Baron Strabolgi

Baron Strabolgi (pronounced "Strabogie") is a title in the Peerage of England. It was called out of abeyance in 1916; whether it ever existed before then is open to serious dispute. Complete Peerage declines to list it, on the grounds that it did not exist before the twentieth century; their coverage ends with the death of Queen Victoria in January 1901.

The eighteenth-century gentlewoman Mrs. Mary Dixie was heiress to the traitor George Brooke (who was attainted and executed for his part in the Bye Plot against James I) and his wife Elizabeth, eldest sister of the last Baron Burgh; Brooke had been brother and heir to the last Baron Cobham of Kent, who had been attainted for his part in the Main Plot.
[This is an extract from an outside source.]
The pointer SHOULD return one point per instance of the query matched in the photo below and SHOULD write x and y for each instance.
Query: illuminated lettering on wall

She was thus heir to the Barony of Cobham (if the forfeiture were reversed), co-heiress to the Barony of Burgh, to the Barony of Braye, and could claim to be co-heiress to several more doubtful titles, such as the Barony of Cobham of Sterborough.
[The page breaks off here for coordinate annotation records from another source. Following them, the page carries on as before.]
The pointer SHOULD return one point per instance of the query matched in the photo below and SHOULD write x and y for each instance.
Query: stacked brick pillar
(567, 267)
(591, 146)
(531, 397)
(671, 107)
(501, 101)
She had six daughters, three of whom had families. Their eldest sons were coheirs to all of Mrs. Dixie's noble claims; in 1909, the senior great-grandsons of her daughters petitioned to each have one title drawn out of abeyance for himself: the heir of the eldest daughter petitioned for the Barony of Burgh, the heir of the fourth daughter for the Barony of Cobham, and the heir of the youngest daughter for the Barony of Strabolgi.

Barons Strabolgi (1318)

The heir presumptive is the present holder's second cousin, David Patrick Francis Malcolm (b. 1942).